Kohlbrand Alysia J, Stokes Ryjul W, Sankaran Banumathi, Cohen Seth M
Department of Chemistry and Biochemistry, University of California, La Jolla, California 92093, United States.
The Berkeley Center for Structural Biology, Advanced Light Source, Lawrence Berkeley National Laboratory, Berkeley, California 94720, United States.
Biochemistry. 2024 Feb 6;63(3):264-272. doi: 10.1021/acs.biochem.3c00536. Epub 2024 Jan 8.

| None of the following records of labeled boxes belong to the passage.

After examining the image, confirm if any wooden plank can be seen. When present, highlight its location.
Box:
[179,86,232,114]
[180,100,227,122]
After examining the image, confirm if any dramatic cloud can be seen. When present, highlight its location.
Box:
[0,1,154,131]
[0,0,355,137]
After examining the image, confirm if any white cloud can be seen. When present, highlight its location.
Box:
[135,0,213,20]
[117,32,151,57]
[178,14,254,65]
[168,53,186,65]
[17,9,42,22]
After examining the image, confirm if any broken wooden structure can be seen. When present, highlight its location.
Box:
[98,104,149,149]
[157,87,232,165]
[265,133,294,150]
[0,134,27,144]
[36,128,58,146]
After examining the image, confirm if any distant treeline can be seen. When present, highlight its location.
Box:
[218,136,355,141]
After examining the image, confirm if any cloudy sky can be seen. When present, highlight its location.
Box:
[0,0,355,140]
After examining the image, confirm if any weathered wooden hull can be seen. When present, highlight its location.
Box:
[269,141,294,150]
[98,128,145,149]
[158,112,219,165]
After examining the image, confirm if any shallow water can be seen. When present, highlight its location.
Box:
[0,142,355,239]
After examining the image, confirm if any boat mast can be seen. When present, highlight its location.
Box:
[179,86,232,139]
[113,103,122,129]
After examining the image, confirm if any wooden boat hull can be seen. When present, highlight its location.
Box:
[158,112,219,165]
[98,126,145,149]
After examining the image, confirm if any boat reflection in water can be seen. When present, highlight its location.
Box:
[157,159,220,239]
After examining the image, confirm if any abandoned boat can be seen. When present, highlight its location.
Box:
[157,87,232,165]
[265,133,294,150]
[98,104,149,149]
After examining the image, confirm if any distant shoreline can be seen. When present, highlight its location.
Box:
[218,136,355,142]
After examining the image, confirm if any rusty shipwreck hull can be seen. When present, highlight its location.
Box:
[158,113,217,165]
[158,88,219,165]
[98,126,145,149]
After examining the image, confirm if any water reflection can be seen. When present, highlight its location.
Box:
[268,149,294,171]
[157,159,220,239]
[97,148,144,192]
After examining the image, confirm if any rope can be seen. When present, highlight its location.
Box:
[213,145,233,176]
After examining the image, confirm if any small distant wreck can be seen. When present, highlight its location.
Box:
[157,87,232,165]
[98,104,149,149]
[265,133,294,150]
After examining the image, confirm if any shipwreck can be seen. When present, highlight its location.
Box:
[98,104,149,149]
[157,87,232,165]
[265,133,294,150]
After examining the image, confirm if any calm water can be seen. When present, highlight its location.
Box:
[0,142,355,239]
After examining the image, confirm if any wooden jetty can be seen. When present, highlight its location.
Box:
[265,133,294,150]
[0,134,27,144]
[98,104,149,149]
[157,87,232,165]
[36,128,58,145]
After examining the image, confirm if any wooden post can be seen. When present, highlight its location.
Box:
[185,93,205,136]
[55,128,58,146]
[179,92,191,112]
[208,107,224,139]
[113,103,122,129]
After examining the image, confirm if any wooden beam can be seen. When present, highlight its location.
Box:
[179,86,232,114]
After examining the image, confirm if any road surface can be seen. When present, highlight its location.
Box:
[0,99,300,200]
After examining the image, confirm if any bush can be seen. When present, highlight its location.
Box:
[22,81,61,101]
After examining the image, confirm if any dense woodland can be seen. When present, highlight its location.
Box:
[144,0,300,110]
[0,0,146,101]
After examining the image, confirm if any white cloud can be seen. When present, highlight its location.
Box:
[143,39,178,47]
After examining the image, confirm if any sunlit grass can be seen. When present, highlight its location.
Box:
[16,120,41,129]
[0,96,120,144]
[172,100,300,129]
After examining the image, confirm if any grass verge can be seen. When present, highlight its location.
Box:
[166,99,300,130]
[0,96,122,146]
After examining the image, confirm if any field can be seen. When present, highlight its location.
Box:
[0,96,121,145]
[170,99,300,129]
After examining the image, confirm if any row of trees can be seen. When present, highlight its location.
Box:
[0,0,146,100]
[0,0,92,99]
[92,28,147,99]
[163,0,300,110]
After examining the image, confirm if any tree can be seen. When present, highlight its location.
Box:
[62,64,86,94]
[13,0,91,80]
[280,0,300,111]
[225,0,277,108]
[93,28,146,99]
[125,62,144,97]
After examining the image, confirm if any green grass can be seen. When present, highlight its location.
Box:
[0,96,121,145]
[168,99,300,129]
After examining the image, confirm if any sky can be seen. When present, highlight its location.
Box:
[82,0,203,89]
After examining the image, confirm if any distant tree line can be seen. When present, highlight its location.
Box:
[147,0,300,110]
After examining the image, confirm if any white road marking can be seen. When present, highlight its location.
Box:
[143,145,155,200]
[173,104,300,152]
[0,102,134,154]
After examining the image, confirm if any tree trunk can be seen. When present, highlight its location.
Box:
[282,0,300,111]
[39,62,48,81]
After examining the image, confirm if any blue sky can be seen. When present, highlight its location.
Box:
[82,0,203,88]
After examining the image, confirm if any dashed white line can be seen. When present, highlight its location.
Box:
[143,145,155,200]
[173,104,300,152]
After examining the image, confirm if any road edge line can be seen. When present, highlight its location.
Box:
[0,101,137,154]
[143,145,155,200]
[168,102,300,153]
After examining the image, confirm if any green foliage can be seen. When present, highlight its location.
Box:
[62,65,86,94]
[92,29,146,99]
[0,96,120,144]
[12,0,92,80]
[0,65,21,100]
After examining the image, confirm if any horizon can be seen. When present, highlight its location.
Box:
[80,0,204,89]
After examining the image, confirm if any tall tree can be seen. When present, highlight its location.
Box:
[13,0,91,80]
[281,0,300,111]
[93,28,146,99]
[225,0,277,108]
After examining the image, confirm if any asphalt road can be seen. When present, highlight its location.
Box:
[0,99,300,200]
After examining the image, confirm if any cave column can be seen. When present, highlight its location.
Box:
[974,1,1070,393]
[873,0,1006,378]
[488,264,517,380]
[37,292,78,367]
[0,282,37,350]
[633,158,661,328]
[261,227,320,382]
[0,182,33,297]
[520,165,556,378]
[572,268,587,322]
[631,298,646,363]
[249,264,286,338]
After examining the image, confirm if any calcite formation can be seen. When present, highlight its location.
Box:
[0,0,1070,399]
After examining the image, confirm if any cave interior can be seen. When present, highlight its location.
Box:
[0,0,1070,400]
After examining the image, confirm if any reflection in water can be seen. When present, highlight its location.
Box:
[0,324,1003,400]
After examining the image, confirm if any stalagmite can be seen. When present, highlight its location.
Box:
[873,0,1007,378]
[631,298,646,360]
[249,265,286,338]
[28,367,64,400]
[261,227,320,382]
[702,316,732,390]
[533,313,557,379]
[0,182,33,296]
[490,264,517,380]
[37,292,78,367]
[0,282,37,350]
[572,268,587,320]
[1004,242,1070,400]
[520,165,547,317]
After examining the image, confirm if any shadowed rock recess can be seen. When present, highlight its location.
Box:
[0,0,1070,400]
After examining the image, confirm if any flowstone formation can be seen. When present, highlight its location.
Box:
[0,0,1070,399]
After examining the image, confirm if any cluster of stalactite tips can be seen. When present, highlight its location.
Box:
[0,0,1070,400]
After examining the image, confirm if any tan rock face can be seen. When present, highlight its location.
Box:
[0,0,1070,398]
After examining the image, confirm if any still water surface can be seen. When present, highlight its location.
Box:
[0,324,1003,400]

Vital to the treatment of influenza is the use of antivirals such as Oseltamivir (Tamiflu) and Zanamivir (Relenza); however, antiviral resistance is becoming an increasing problem for these therapeutics. The RNA-dependent RNA polymerase acidic N-terminal (PA) endonuclease, a critical component of influenza viral replication machinery, is an antiviral target that was recently validated with the approval of Baloxavir Marboxil (BXM). Despite its clinical success, BXM has demonstrated susceptibility to resistance mutations, specifically the I38T, E23K, and A36 V mutants of PA. To better understand the effects of these mutations on BXM resistance and improve the design of more robust therapeutics, this study examines key differences in protein-inhibitor interactions with two inhibitors and the I38T, E23K, and A36 V mutants. Differences in inhibitor binding were evaluated by measuring changes in binding to PA using two biophysical methods. The binding mode of two distinct inhibitors was determined crystallographically with both wild-type and mutant forms of PA. Collectively, these studies give some insight into the mechanism of antiviral resistance of these mutants.
使用诸如奥司他韦(达菲)和扎那米韦(瑞乐沙)等抗病毒药物对于流感治疗至关重要;然而,抗病毒耐药性正成为这些治疗药物日益严重的问题。RNA依赖性RNA聚合酶酸性N末端(PA)内切酶是流感病毒复制机制的关键组成部分,是一个抗病毒靶点,随着巴洛沙韦马波西酯(BXM)的获批,该靶点最近得到了验证。尽管BXM取得了临床成功,但它已显示出对耐药性突变的敏感性,特别是PA的I38T、E23K和A36V突变体。为了更好地理解这些突变对BXM耐药性的影响并改进更强大治疗药物的设计,本研究考察了两种抑制剂与I38T、E23K和A36V突变体之间蛋白质-抑制剂相互作用的关键差异。通过使用两种生物物理方法测量与PA结合的变化来评估抑制剂结合的差异。用PA的野生型和突变型晶体学确定了两种不同抑制剂的结合模式。总体而言,这些研究为这些突变体的抗病毒耐药机制提供了一些见解。